July


July begins.

July I have often ignored, and so far I have not written about. It is almost an anonymous month, a nondescript bridge to an August remembered only because of the flash floods.

At noontime I repaired to a coffee shop and found it full, but after a short wait got myself a table with a chair still warm and therefore with healing properties depending on who the previous occupant was. To my right, next to the glass wall, were a noisy couple, who laughed and spoke at the same time, but obviously still made sense to each other, because they were still friends when they left, still noisy, still laughing and speaking at the same time. I noticed that their being preoccupied with nothing but synchronous speech and laughter was just an illusion, because nothing was left of the pork chop on their plates, except the rind.

The sky was overcast, of gun-metal gray. So far my words had forked no lightning — as Dylan Thomas put it. Could I command fire to come down from heaven? As James and John wanted when the advance party that Jesus sent into a Samaritan village returned with the news that the people there would not receive the master, for the reason that he was heading towards Jerusalem, which was adversary country? “Lord, do you want us to bid fire come down from heaven and consume them?” the hare-brained brothers asked Jesus, who rebuked them for their rashness. And they went on to another village, Luke writes.
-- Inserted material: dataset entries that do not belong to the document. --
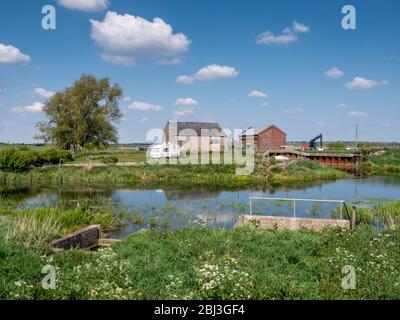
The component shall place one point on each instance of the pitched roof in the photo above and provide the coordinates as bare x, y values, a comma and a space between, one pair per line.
258, 130
195, 128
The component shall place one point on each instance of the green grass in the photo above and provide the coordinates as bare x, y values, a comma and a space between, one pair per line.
199, 263
266, 172
389, 163
176, 265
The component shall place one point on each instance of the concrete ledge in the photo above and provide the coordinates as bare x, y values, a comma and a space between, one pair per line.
292, 223
87, 238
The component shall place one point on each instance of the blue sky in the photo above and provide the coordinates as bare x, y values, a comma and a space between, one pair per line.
250, 63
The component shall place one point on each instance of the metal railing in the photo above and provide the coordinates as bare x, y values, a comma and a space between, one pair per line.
294, 200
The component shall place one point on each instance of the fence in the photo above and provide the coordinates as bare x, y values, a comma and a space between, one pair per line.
294, 201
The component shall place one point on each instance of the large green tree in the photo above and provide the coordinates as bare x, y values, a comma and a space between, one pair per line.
85, 113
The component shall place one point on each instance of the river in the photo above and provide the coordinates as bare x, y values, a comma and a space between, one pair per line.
174, 208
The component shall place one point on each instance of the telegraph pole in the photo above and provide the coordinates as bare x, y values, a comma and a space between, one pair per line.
356, 135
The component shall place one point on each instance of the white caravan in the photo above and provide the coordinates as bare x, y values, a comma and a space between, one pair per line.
165, 150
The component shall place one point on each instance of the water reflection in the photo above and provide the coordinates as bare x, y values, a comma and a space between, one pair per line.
173, 208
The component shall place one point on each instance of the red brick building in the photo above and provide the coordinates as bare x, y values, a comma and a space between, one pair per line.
263, 138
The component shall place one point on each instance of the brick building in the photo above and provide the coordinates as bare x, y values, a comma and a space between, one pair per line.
263, 137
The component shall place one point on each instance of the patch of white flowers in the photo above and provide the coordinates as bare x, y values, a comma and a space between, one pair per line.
222, 279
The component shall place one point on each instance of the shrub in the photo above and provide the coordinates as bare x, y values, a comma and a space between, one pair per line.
12, 160
22, 159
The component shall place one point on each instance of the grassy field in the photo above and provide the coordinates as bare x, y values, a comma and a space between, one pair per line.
266, 172
388, 163
243, 263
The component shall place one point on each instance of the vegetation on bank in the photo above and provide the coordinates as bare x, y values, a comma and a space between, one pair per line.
266, 172
244, 263
382, 161
23, 159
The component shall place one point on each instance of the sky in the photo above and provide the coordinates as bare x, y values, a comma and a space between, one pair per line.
240, 63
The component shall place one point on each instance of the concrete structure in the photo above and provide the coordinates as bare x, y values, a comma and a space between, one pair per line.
195, 136
334, 159
87, 238
263, 138
292, 223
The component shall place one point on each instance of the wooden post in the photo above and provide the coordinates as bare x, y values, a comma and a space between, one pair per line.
353, 218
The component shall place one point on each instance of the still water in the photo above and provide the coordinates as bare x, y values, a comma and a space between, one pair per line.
174, 208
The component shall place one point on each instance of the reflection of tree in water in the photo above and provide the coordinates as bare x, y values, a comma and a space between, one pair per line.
190, 194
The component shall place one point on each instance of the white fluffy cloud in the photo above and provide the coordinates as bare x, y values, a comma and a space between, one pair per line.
144, 106
186, 102
293, 110
185, 79
258, 94
334, 73
125, 38
171, 62
84, 5
43, 93
10, 54
357, 114
299, 27
35, 107
288, 35
268, 38
359, 83
210, 72
183, 112
213, 72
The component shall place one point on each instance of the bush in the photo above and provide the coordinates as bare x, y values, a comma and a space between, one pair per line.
12, 160
22, 159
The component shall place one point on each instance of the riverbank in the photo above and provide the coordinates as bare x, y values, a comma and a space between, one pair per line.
242, 263
385, 161
266, 172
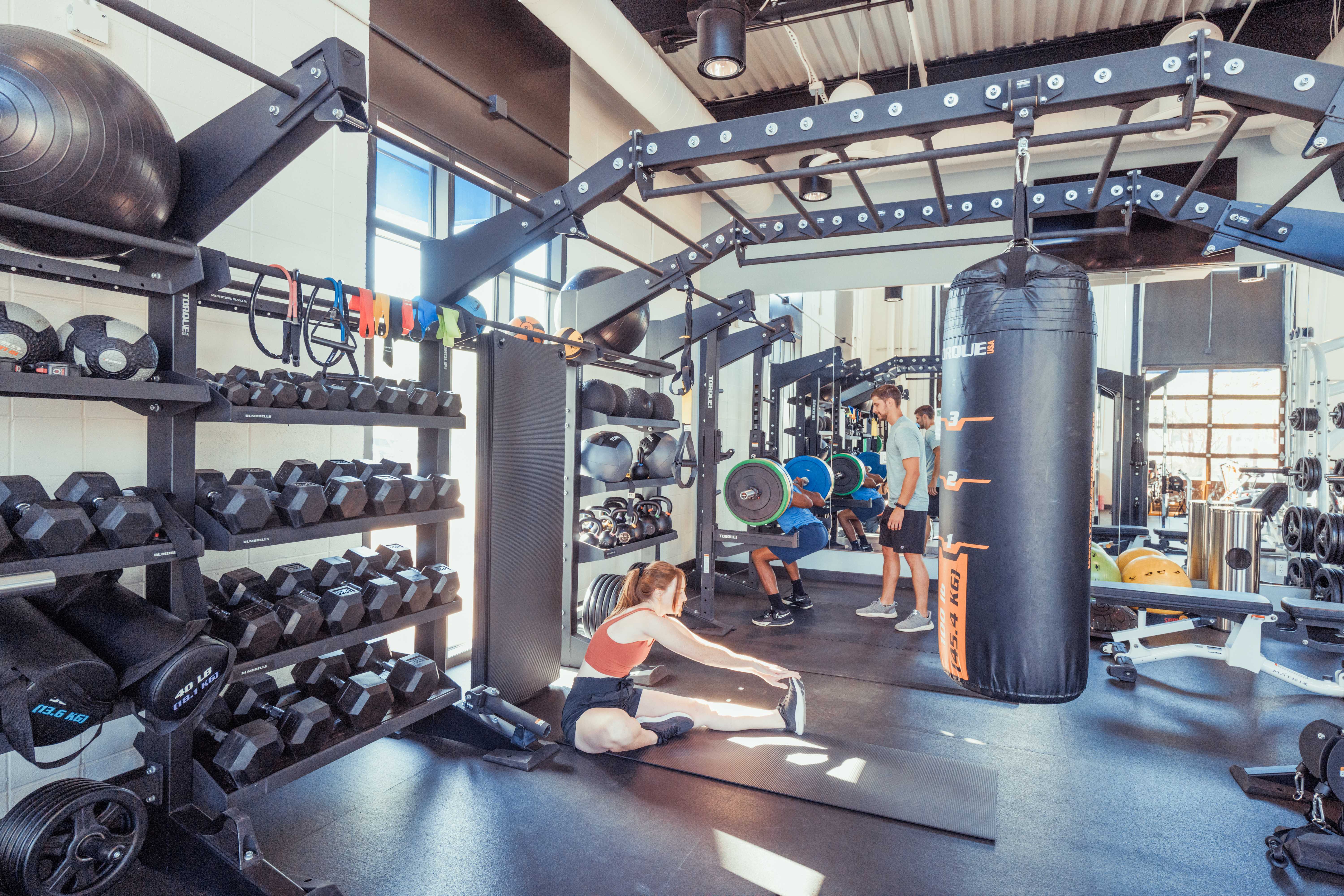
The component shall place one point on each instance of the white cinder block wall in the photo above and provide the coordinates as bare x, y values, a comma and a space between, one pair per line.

At this point, a van stopped outside. When I peered, I saw my sisters and their families packed within with their luggage and supplies, off to spend time in the old town. As they were passing by, they saw me in the coffee shop, now typing on my Mac, now sipping the Americano. I stepped outside and talked to them and tactfully refused, giving work as reason, when they invited me to join their group.

In fact, the wife and I had done some traveling in June, to the same spot by the sea where my sisters were headed for, which at tide out gives on to a series of undulating sandbars and the odd egret. What does this mean, this journeying to whatever place — sea, mountain, town? It seems to me that a voice within us, that what we find about us, that Being itself speaks, “Come.”

Which was what Jesus said to those he met on the road, “Come.” As well as to us. Come, follow me. But we refuse. Because we love our lives more. And, as Matthew puts it, “[W]hoever finds his life will lose it, and whoever loses his life for my sake will find it.”

Matthew adds, “Whoever loves father or mother more than me is not worthy of me, and whoever loves son or daughter more than me is not worthy of me; and whoever does not take up his cross and follow after me is not worthy of me.”

To be worthy — of the kingdom of God. But all I cared for was to be physically worthy. I did a mile of walking most mornings and lifted small weights.

If living causes emphysema and closes the mind, I hope I was breathing more easily after the workout, and brooding with a broader brain.

Then it rained heavily and in no time the street sank under an inch of water. I thought I heard thunder. An aged couple walked by under a red umbrella, equally old. As they walked slowly arm in arm, I told myself, “There is no question of one not following the other, and of them walking abreast — not when it rains in July.”